Highlights
- Hilton Metal Forging announced a large artillery shell supply contract dated March 26, 2026.
- The disclosed order involves phased delivery of 3,60,000 units over 24 months.
- Stock price movement reflects recent volatility with notable short-term trading activity.
Hilton Metal Forging Limited (NSE:HILTON) informed stock exchanges on March 26, 2026, about securing a supply contract for 3,60,000 standard 155mm M107 empty bomb artillery shells.
The company stated that the name of the awarding entity has not been disclosed due to confidentiality. The contract is classified as being awarded by a domestic entity.
Contract Scope and Execution Timeline
As per the filing, the order involves the supply of artillery shells at a rate of 15,000 units per month. The total execution period is expected to span 24 months, subject to certain conditions.
These include approval of a prototype batch consisting of 10 pieces and receipt of advance payment following prototype clearance. The structure indicates a phased execution approach linked to technical validation and financial milestones.
Order Value and Financial Terms
The total consideration amount for the contract is approximately ₹ 720.00 crore. This valuation is conditional and dependent on the successful approval of initial samples and subsequent contractual steps.
Stock Movement and Trading Activity
As of March 30, 2026, the stock is trading at ₹ 23.83, reflecting a gain of 15.12%. The previous closing price stood at ₹ 20.70.
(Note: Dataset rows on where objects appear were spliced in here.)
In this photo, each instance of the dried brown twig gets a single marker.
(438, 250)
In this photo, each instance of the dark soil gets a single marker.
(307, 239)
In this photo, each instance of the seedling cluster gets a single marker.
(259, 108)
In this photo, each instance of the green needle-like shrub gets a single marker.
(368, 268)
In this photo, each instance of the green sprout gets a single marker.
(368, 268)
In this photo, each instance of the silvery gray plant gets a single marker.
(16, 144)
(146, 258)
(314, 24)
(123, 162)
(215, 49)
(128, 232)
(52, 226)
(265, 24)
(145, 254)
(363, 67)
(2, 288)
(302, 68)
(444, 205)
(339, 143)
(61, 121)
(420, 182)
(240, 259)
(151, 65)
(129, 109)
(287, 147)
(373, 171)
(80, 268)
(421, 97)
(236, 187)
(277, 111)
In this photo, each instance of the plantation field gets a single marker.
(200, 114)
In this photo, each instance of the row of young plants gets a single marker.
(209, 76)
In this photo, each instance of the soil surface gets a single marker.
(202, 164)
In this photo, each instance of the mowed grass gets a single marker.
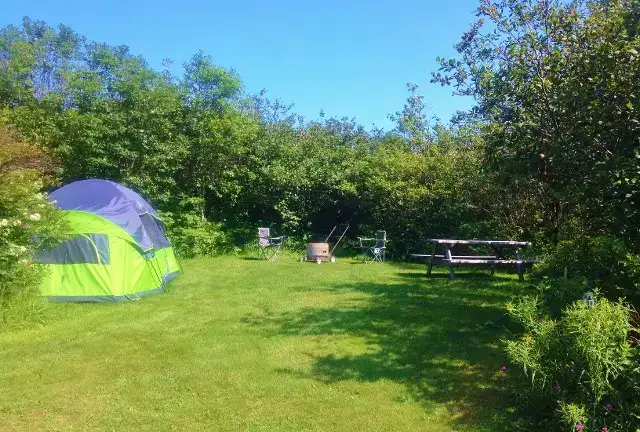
(240, 344)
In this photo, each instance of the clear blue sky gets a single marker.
(348, 58)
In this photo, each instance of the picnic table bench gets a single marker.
(497, 259)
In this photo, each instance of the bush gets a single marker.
(604, 262)
(192, 236)
(27, 219)
(579, 367)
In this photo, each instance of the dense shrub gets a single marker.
(606, 263)
(579, 366)
(26, 220)
(192, 236)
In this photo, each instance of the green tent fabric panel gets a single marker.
(82, 222)
(77, 280)
(131, 271)
(167, 261)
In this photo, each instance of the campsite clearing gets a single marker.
(244, 344)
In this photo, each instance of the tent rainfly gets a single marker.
(116, 248)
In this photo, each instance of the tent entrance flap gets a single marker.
(80, 249)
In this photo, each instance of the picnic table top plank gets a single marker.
(480, 242)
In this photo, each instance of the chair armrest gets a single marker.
(364, 240)
(277, 240)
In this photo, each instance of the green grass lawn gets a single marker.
(241, 344)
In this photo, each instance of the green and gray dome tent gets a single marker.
(117, 249)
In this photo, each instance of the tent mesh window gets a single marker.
(80, 249)
(155, 231)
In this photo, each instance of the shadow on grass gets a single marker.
(253, 258)
(439, 338)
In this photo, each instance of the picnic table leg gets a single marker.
(520, 266)
(498, 253)
(433, 256)
(448, 255)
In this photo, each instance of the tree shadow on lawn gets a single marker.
(439, 338)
Intraday trading saw a high of ₹ 24.68 and a low of ₹ 21.78, indicating a wide trading range. The exchange also flagged that the stock has witnessed significant price movement in recent sessions, including over 25% cumulative movement in the past five trading days and high volatility over the last three months.

Source: TradingView
Key Risks
- Execution depends on prototype approval and advance payment receipt.
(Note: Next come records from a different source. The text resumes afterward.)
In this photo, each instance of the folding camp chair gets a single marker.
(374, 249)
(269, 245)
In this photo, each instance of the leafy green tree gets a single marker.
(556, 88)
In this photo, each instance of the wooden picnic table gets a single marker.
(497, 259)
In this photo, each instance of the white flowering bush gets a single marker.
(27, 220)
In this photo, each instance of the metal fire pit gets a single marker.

- Client identity undisclosed, limiting visibility on counterparty risk.
- High recent stock volatility may impact short-term investor sentiment.
- Defence-related contracts subject to regulatory and compliance approvals.
Summary
Hilton Metal Forging Limited disclosed a ₹ 720 crore domestic order for supplying 3,60,000 artillery shells over 24 months, subject to prototype approval and advance payment conditions. The stock recorded notable intraday movement on March 30, 2026, alongside recent volatility flags from exchanges. The announcement was made under SEBI regulations, with limited counterparty details provided due to confidentiality.
FAQs
- What is the value of the contract announced by Hilton Metal Forging Limited?
The company disclosed an approximate contract value of ₹ 720 crore, subject to prototype approval and advance payment conditions. - What is the execution timeline for the artillery shell supply order?
The contract is planned for execution over 24 months with monthly deliveries of 15,000 units. - Why has the awarding entity not been disclosed in the announcement?
The company cited confidentiality reasons for not revealing the name of the entity awarding the contract.